I am a third-generation citizen of Red Sox Nation. My grandfather went to one of the World Series Games at Fenway Park in 1946. My father wanted his ashes spread in right field. I remember the heartache in 1967, 1975, and 1986. This was high drama for me as a kid, and until a few years ago, I watched sports with a reverence reserved only for religion and liberal politics.


The World Cup in Qatar sums up my feelings about professional sports now: it’s just another opiate of the masses. And a dangerous one. “Qatar hosting the soccer World Cup is like Donald Trump becoming president of the United States. It should not have happened, but the very fact that it did only exposes how bad things have become."


“Wait!” I hear you say. “What about the camaraderie? The singing? The shared love-hate-disappointment-ecstasy? The way a team can bring a community together?”


You can look at religion the same way: pour in tons of money, oversell its ability to effect societal good, ignore the damage it causes, and deify its celebrities.


It’s all fun and games until somebody gets genocidal.


Qatar bought the right to host—nothing else about the country justifies having the Cup there. They used essentially slave labor to construct the venues, and it’s so hot in Qatar that they moved the event to the middle of the regular season for European teams because holding it during the summer would have jeopardized all the athletes. “This is as preposterous as running the World Series over Christmas week—in Jeddah.”


Football hooligans have long been a screaming beacon of reasons not to follow professional sports, much like the rioters in Philadelphia (2018), Vancouver (2011), Detroit (1990), and Boston (2004, 2007, 2013) following championship wins or losses. (But the singing! The community! The grace, the beauty!) In the Detroit riots of 1990, eight people died. Thirty-nine people died in Brussels in 1985 during a European Cup final. (Poetry in motion!)


In England, the incidence of domestic abuse rises as much as 38% after the home side loses a major match. (Just the lads being high-spirited.) Americans have many more sports to riot about—basketball, baseball, (American) football—so maybe soccer alone doesn’t cause as much intimate partner violence on this side of the Atlantic.
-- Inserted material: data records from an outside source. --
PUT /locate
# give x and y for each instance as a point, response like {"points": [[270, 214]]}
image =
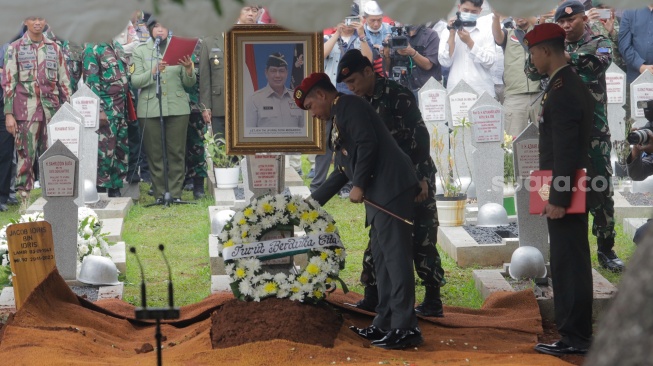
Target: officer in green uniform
{"points": [[590, 55], [397, 107], [195, 161], [105, 73], [175, 110]]}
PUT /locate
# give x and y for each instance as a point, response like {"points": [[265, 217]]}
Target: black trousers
{"points": [[6, 160], [392, 250], [571, 274]]}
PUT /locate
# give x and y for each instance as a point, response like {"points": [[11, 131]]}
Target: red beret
{"points": [[543, 32], [307, 84]]}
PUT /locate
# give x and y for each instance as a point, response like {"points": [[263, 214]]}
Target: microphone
{"points": [[157, 41], [171, 301], [143, 293]]}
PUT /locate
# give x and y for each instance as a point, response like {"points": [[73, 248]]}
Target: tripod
{"points": [[167, 197]]}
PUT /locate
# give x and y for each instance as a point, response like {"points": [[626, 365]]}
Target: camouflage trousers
{"points": [[31, 141], [426, 258], [599, 154], [113, 153], [195, 159]]}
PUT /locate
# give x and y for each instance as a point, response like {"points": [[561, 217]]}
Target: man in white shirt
{"points": [[468, 51]]}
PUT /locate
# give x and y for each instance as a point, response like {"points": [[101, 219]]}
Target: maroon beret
{"points": [[307, 84], [543, 32]]}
We live on a planet dying from climate change, where democratically elected leaders govern only 46% of the world, where war rages on three continents, and over 800 million people go to bed hungry. Yet we spend hundreds of millions on sports in a country so backward that women are less than second-class citizens, the legal system sanctions the removal of body parts for certain crimes, and homosexuality is illegal.


We’re satisfied with the circus—we’ll bring our own bread, thank you very much.


Who needs to go to church on Sunday when the Pats are playing?